Un autre résultat important est la part très importante des médicaments non spécifiques de l’insomnie utilisés hors AMM : les psycholeptiques (alprazolam, bromazépam, zopiclone, etc.) représentaient le groupe de médicaments le plus délivré (88,3 % des délivrances), suivi des psychoanaleptiques (miansérine, amitriptyline, mirtazapine, etc., 6,3 %) et des antihistaminiques à usage systémique (alimémazine et prométhazine, 2,8 %).
Conclusion
Cette étude révèle ainsi des disparités territoriales, démographiques et socio-économiques dans la délivrance de psychotropes à visée hypnotique au sein de l’unité urbaine de Paris. L’analyse de ces disparités à l’échelle communale constitue une approche originale pour évaluer les réalités territoriales de l’insomnie et des troubles chroniques du sommeil, fournissant des informations pour élaborer une politique de prévention locale et ciblée des troubles du sommeil. Dans leur conclusion, les auteurs envisagent de prochaines étapes pour savoir dans quelle mesure la délivrance de ces substances peut être associée à l’exposition potentielle au bruit environnemental.
1– Institut National du Sommeil et de la Vigilance. Sommeil, croyances, santé mentale et éco-anxiété.

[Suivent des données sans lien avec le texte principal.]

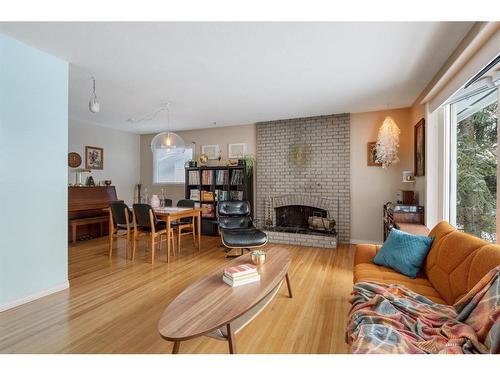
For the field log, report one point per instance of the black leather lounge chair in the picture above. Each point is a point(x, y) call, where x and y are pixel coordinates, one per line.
point(236, 227)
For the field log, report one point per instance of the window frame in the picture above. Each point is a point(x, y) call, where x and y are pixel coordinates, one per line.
point(155, 170)
point(450, 153)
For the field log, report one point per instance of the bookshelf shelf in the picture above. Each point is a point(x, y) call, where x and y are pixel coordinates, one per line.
point(225, 182)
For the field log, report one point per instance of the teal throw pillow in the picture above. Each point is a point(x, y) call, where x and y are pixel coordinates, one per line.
point(404, 252)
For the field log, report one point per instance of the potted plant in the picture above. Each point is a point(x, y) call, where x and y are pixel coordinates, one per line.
point(248, 161)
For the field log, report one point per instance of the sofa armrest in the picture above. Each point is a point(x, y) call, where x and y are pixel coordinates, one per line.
point(365, 253)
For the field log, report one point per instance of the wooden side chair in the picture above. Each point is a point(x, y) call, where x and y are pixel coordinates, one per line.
point(185, 226)
point(120, 224)
point(146, 224)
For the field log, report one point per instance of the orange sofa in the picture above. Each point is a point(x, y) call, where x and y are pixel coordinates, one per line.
point(455, 263)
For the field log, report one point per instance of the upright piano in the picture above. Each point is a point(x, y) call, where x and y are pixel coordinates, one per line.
point(86, 218)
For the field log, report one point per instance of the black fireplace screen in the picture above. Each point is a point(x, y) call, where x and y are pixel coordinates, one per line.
point(297, 216)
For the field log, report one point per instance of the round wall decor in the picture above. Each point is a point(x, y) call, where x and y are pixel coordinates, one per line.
point(74, 159)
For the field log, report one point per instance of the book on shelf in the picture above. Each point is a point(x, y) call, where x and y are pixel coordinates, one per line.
point(207, 210)
point(221, 177)
point(236, 195)
point(193, 178)
point(207, 196)
point(234, 283)
point(237, 177)
point(194, 194)
point(221, 195)
point(207, 177)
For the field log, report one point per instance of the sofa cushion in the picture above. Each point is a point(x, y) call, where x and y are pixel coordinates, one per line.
point(403, 252)
point(457, 261)
point(366, 272)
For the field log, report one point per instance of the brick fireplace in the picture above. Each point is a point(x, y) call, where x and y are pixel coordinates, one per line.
point(303, 170)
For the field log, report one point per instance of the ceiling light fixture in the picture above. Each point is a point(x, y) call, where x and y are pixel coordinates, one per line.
point(94, 105)
point(167, 143)
point(388, 143)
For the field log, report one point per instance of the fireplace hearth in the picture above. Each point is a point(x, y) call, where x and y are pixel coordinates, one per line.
point(294, 219)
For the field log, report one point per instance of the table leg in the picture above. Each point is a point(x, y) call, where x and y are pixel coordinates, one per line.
point(175, 350)
point(231, 339)
point(289, 285)
point(198, 217)
point(169, 234)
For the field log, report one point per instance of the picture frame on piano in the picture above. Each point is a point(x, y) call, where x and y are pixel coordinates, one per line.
point(94, 157)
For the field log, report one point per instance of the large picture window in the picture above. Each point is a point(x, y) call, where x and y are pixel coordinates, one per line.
point(474, 158)
point(169, 168)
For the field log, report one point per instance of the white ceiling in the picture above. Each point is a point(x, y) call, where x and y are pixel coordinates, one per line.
point(240, 73)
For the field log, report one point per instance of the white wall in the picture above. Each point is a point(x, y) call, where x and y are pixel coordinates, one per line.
point(33, 192)
point(121, 156)
point(371, 187)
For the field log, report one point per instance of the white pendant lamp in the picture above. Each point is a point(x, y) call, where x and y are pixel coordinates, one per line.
point(94, 105)
point(168, 142)
point(388, 143)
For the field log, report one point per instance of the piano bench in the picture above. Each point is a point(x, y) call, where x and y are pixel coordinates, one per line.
point(84, 221)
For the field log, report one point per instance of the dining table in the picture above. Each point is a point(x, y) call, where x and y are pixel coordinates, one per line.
point(171, 214)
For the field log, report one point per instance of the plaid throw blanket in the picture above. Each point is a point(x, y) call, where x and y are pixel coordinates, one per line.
point(393, 319)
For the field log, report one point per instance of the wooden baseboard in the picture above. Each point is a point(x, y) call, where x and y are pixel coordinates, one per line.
point(357, 242)
point(22, 301)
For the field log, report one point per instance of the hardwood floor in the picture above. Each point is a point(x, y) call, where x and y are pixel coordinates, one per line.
point(113, 305)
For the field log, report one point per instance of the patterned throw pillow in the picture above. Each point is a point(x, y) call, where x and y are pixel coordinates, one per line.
point(404, 252)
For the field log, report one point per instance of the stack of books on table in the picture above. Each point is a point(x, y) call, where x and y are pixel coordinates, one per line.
point(241, 275)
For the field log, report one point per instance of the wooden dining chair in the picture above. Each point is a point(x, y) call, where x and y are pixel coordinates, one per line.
point(185, 226)
point(146, 224)
point(120, 224)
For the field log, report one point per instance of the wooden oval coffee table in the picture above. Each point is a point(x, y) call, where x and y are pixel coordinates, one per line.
point(209, 304)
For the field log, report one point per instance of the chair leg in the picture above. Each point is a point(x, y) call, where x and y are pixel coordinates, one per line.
point(231, 339)
point(134, 245)
point(127, 246)
point(179, 231)
point(152, 249)
point(110, 244)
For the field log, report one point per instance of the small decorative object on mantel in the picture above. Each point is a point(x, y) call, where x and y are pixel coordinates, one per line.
point(249, 162)
point(90, 181)
point(419, 148)
point(203, 159)
point(211, 151)
point(94, 157)
point(388, 143)
point(258, 257)
point(155, 201)
point(74, 160)
point(371, 152)
point(236, 150)
point(408, 176)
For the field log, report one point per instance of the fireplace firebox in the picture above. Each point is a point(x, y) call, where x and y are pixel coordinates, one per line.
point(297, 216)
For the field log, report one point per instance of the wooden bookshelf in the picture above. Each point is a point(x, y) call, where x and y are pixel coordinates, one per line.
point(237, 181)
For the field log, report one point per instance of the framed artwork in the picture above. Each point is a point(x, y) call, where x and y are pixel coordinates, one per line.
point(212, 151)
point(236, 150)
point(371, 152)
point(94, 157)
point(419, 148)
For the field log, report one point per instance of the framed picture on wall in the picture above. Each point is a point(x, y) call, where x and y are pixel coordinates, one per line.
point(371, 153)
point(419, 148)
point(212, 151)
point(236, 150)
point(94, 157)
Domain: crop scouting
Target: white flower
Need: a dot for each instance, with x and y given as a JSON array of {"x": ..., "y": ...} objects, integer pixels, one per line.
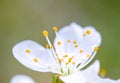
[
  {"x": 21, "y": 79},
  {"x": 73, "y": 48},
  {"x": 90, "y": 75}
]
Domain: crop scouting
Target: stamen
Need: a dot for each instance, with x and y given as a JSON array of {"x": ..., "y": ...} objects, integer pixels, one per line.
[
  {"x": 76, "y": 46},
  {"x": 27, "y": 51},
  {"x": 55, "y": 29},
  {"x": 46, "y": 46},
  {"x": 59, "y": 43},
  {"x": 35, "y": 60},
  {"x": 84, "y": 35},
  {"x": 68, "y": 41},
  {"x": 88, "y": 55},
  {"x": 65, "y": 56},
  {"x": 88, "y": 31},
  {"x": 96, "y": 48},
  {"x": 51, "y": 47},
  {"x": 75, "y": 42},
  {"x": 69, "y": 60},
  {"x": 73, "y": 63},
  {"x": 102, "y": 72},
  {"x": 67, "y": 63},
  {"x": 56, "y": 54},
  {"x": 45, "y": 33},
  {"x": 81, "y": 51}
]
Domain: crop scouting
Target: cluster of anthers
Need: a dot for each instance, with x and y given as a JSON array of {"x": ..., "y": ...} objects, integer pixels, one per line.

Enquête INSV/
MGEN – Journée du sommeil® 2023. https://institut-sommeil- vigilance.org/sommeil-croyances-sante-mentale-et-eco-
anxiete-enquete-insv-mgen-journee-du-sommeil-2023
2– Chan-Chee C, Bayon V, Bloch J, Beck F, Giordanella JP, Léger D. Épidémiologie de l’insomnie en France : état des
lieux. Rev Epidemiol Sante Publique. 2011;59(6):409-22
3– Grandner MA. Sleep. Health, and Society. Sleep Med Clin. 2022;17(2):117-39.
• Délivrance de psychotropes à visée hypnotique dans l’unité urbaine de Paris : analyse temporelle (2015-2021) et territoriale, démographique et socio-économique (2017-2019) des troubles chroniques du sommeil, M. Chauvineau et al., BEH, n°18, 28 octobre 2025, site de Santepubliquefrance.